Even if Plaintiff's claims are recast as federal claims for breach of the union's duty of fair representation, Local 135 contends they are time-barred by the a six-month statute of limitations. In DelCostello v. Int'l Bhd. of Teamsters, 462 U.S. 151, 155 (1983), the Supreme Court concluded the statute of limitations found in § 10(b) of the NLRA, 29 U.S.C. § 160(b), governs in a hybrid § 301/fair representation case against both an employer and a union. Under Ninth Circuit precedent, the limitations period begins to run when a plaintiff is aware, or should have been aware, the union was not going to pursue his grievance. Harper v. San Diego Transit Corp., 764 F.2d 663, 669 (9th Cir. 1985). It appears Plaintiff was aware the union was not going to pursue his claim by January 14, 2008, but waited until March 2009 to file his action in state court. (Compl. at 1.) Plaintiff waited too long to initiate this action.*fn4 The court therefore grants Local 135's motion and dismisses the five claims against it.

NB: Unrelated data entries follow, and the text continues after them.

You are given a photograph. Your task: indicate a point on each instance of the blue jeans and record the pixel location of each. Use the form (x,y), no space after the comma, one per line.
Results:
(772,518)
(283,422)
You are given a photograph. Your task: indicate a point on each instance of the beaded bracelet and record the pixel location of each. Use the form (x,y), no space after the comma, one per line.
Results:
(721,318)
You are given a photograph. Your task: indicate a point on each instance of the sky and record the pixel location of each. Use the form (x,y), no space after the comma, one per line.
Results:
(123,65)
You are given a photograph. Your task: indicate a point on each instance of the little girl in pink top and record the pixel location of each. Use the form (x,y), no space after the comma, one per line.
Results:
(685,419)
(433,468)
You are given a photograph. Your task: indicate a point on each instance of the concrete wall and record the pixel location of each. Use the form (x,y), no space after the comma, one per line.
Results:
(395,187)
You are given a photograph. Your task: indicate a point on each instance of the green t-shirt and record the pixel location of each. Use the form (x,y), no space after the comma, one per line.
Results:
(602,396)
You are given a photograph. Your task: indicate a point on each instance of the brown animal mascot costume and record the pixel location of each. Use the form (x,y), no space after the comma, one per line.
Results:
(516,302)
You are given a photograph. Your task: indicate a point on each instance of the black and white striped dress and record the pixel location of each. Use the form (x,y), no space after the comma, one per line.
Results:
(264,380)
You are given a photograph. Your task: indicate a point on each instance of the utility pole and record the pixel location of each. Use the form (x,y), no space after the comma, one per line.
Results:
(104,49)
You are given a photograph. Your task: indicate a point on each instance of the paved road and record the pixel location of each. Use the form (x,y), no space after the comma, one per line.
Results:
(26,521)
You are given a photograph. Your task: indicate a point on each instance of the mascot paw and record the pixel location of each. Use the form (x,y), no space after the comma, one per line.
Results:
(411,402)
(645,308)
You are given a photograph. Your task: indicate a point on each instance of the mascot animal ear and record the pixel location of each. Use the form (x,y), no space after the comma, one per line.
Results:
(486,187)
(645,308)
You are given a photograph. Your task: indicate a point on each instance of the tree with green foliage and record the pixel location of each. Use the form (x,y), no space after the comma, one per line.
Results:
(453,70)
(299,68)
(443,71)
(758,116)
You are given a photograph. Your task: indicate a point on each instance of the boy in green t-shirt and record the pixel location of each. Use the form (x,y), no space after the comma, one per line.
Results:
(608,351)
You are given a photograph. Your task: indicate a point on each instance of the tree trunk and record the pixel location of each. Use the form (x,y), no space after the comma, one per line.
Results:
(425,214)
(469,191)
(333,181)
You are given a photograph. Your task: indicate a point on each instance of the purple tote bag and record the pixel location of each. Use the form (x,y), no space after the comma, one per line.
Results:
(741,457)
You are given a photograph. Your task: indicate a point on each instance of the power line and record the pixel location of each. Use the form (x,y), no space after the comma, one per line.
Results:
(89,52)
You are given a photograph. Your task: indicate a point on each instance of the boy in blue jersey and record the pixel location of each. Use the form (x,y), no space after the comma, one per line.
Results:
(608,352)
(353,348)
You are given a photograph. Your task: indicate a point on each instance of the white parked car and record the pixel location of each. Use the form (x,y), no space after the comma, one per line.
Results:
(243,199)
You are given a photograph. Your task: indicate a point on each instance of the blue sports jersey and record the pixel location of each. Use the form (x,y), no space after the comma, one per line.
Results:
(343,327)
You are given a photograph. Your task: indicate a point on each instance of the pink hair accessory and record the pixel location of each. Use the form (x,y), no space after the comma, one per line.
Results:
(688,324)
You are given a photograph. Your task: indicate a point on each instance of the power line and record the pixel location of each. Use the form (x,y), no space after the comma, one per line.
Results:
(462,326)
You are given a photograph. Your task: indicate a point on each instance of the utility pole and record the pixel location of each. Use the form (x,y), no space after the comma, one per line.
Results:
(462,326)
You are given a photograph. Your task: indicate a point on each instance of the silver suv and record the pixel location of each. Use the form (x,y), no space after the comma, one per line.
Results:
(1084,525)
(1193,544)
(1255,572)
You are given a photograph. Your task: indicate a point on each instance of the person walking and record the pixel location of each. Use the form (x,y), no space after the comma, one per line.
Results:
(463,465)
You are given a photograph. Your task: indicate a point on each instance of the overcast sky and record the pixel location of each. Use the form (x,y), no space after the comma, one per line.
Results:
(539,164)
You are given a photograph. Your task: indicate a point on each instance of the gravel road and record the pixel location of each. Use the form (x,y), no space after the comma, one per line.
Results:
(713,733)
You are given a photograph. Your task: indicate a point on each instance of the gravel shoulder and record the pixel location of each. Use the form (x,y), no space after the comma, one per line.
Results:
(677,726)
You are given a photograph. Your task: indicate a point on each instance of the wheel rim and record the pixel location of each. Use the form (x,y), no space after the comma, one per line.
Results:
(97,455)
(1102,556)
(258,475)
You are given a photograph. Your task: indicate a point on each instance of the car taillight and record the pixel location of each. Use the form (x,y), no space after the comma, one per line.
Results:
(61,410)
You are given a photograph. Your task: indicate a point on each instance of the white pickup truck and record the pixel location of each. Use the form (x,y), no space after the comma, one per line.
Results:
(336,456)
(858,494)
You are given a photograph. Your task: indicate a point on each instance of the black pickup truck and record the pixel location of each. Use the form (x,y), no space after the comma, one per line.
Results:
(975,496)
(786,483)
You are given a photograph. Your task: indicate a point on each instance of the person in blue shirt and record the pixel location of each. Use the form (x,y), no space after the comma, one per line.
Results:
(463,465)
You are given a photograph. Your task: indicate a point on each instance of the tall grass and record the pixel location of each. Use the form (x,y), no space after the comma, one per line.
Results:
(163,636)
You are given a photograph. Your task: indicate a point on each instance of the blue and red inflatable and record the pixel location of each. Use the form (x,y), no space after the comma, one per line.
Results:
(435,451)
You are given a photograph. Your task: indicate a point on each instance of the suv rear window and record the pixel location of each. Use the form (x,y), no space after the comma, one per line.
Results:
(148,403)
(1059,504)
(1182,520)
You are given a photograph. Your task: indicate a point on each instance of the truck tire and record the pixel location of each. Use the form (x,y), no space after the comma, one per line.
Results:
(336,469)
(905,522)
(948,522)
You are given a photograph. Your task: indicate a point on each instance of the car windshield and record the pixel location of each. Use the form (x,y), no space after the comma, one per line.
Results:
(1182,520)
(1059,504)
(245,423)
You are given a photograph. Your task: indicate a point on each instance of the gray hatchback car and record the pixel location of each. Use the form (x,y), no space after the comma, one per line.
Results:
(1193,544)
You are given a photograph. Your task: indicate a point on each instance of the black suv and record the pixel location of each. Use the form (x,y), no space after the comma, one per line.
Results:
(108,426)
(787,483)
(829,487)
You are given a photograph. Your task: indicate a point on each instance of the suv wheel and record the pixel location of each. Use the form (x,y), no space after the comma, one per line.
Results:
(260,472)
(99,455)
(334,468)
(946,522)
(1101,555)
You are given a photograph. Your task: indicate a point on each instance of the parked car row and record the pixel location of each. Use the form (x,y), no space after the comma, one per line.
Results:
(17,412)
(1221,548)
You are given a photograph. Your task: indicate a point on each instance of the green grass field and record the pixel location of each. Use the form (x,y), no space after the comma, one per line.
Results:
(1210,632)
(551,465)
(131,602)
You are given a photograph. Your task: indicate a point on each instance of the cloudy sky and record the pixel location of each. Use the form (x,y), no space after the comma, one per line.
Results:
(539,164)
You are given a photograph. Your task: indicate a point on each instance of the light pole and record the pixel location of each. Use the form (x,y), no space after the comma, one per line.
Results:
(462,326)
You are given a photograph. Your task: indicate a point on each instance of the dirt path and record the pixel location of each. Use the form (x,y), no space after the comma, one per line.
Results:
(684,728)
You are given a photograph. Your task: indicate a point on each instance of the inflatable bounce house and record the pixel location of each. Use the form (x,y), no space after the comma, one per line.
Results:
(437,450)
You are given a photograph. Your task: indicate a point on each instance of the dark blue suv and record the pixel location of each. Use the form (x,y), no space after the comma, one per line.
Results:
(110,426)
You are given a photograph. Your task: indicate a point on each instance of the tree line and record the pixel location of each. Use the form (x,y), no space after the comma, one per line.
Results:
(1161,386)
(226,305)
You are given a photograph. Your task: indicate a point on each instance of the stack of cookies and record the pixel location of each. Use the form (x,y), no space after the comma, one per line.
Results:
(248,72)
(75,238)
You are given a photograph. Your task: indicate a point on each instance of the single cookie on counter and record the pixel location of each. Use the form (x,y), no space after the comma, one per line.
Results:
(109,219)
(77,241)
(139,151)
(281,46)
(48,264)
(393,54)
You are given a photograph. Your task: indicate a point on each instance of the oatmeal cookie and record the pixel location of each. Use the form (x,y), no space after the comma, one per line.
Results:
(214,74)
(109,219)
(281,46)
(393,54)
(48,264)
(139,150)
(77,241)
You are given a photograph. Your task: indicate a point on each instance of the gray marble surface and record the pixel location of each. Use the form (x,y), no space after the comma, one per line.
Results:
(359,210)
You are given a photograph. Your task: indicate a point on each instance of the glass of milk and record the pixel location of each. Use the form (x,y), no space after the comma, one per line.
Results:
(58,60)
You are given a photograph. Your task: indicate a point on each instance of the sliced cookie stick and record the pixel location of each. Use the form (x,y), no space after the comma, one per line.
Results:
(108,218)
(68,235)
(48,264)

2. Motion to Dismiss by Ralphs and Food 4 Less

Ralphs and Food 4 Less move to dismiss Plaintiff's Sixth Cause of Action for Breach of the Agreement Not to Terminate and Seventh Cause of Action for Breach of the Covenant of Good Faith and Fair Dealing as preempted by federal law and barred by the statute of limitations. These claims expressly call into question the terms of the collective bargaining agreement and, as discussed above, are completely preempted by § 301 of the LMRA. Considered as § 301 claims, the six-month statutory period comes into play; Plaintiff's Complaint was filed beyond that statutory grace period. Accordingly, the court grants the motion by Ralphs and Food 4 Less to dismiss the Sixth and Seventh Causes of Action against them.

D. Remand to State Court

If at any time before final judgment it appears the district court lacks subject matter jurisdiction, the case shall be remanded. 28 U.S.C. § 1447(c). Those claims in the Complaint which have been identified as disguised federal claims have been dismissed, leaving only state law claims pending in this action. The court is therefore without subject matter jurisdiction over the remaining state law causes of action and therefore remands those claims to state court.


For the reasons set forth above, the court GRANTS the motions to dismiss by Local 135 (Doc. No. 4)*fn5 and Ralphs and Food 4 Less (Doc. No. 9.) In addition, the following causes of action are hereby DISMISSED:

1) Plaintiff's Fourth Cause of Action for Intentional Infliction of Emotional Distress against Local 135;

2) Plaintiff's Fifth Cause of Action for Negligent Infliction of Emotional Distress against Local 135; 3) Plaintiff's Sixth Cause of Action for Breach of Agreement not to Terminate against Ralphs and Food 4 Less;

4) Plaintiff's Seventh Cause of Action for Breach of the Implied Covenant of Good Faith and Fair Dealing against Local 135, Ralphs, and Food 4 Less;

5) Plaintiff's Eighth Cause of Action for Breach of an Agreement to Represent against Local 135; and

6) Plaintiff's Ninth Cause of Action for Negligence against Local 135.

The remaining state law claims, which include Plaintiff's First, Second, Third, Fourth, Fifth, Ninth, and Tenth Causes of Action against Ralphs and Food 4 Less, are hereby REMANDED to state court. The Clerk of Court is instructed to close the case file.